Google Play Developer Account開設時の取引IDを確認する
これがアプリ移行のための最大の難関となるのですが、アプリの移行のために必要となる情報として、アカウント開設時の取引IDが必要になります。 この文字列はアカウント開設時にレシートにちょろっと記載があるだけなので、どこかに控えている人の方が少ないのではないかと思います。
当アカウントにおいてもそれに漏れず、どこかに控えられているわけではなく、その文字列を発掘する必要がありました。 最終的には、アカウントオーナーのGoogle Paymentに「Google Play 開発者トークン」という名前で$25の取引履歴があり、その取引IDが該当しました。 *1
移行作業
準備が整ったので、移行作業をすすめます。わかりやすいように全体の流れをシーケンス図にまとめました。
Google Play Developer Account (移行元)
から Google Play Developer Account (移行先)
へアプリを移行する流れを図示しています。
①: 移行フォームからリクエストを送る
必要になる情報は次のとおりです。
- 移行元のアカウント取引ID
- 移行先のデベロッパーID
- 移行先のアカウント取引ID
- 移行の理由
- 移行先のアカウントとの関係性
- 移行するアプリ
概ねかんたんに準備できるものばかりですが、取引IDだけが準備の難易度が高いです。がんばって発掘しましょう。

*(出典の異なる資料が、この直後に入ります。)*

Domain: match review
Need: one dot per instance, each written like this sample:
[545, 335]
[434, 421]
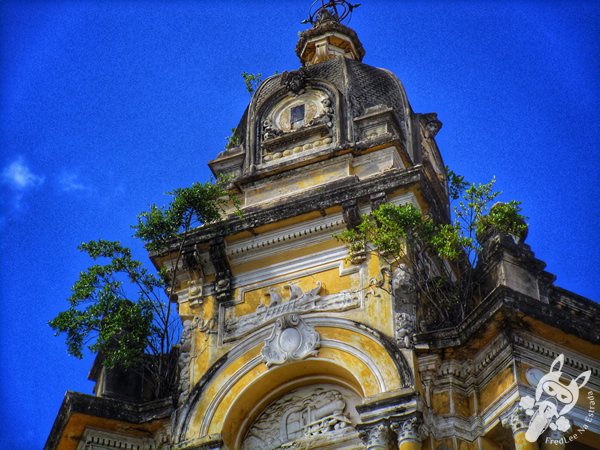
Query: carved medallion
[290, 340]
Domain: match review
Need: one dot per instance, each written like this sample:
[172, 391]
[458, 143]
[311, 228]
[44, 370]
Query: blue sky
[105, 106]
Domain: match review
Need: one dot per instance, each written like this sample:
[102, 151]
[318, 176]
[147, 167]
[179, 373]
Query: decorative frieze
[235, 327]
[315, 414]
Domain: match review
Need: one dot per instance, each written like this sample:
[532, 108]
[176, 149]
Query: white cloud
[69, 182]
[20, 177]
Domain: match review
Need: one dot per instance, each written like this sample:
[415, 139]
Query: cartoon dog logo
[550, 395]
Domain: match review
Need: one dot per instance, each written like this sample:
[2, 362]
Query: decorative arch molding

*2
移行作業はアカウントオーナーでログインのうえ作業する必要があります。
⑤: 移行リクエスト
移行先のアカウントオーナーに対して移行リクエストがメールで通知されます。 内容に問題なければ承認できます。
承認した時点で、移行作業としてやることは完了で、Google Play側の移行作業を待つことになります。
⑪: 移行完了
Google Playで移行が完了したら、アカウントオーナーに対して移行完了の通知がメールで届きます。
実際にかかった時間
実際の時系列としては、9/4に移行リクエストの承認まで完了し、9/7に移行完了のメッセージを受けとっていました。 情報がそろいさえすれば、4日ほどで移行完了したということになります。
最後に
アプリを移行できることは知っていたのですが、実際に作業してみたのは今回が初めてでした。
実際にやってみると、時間もそこまでかからないし、大変な作業ではないなといった印象でした。
私自身が今後何度もアプリ移行することはないかと思いますが、アプリのバイアウトや組織の変更によるアプリ移行するケースは世の中的にはよくあることではないかなと思いますので、ぜひその際は参考にしてみてください。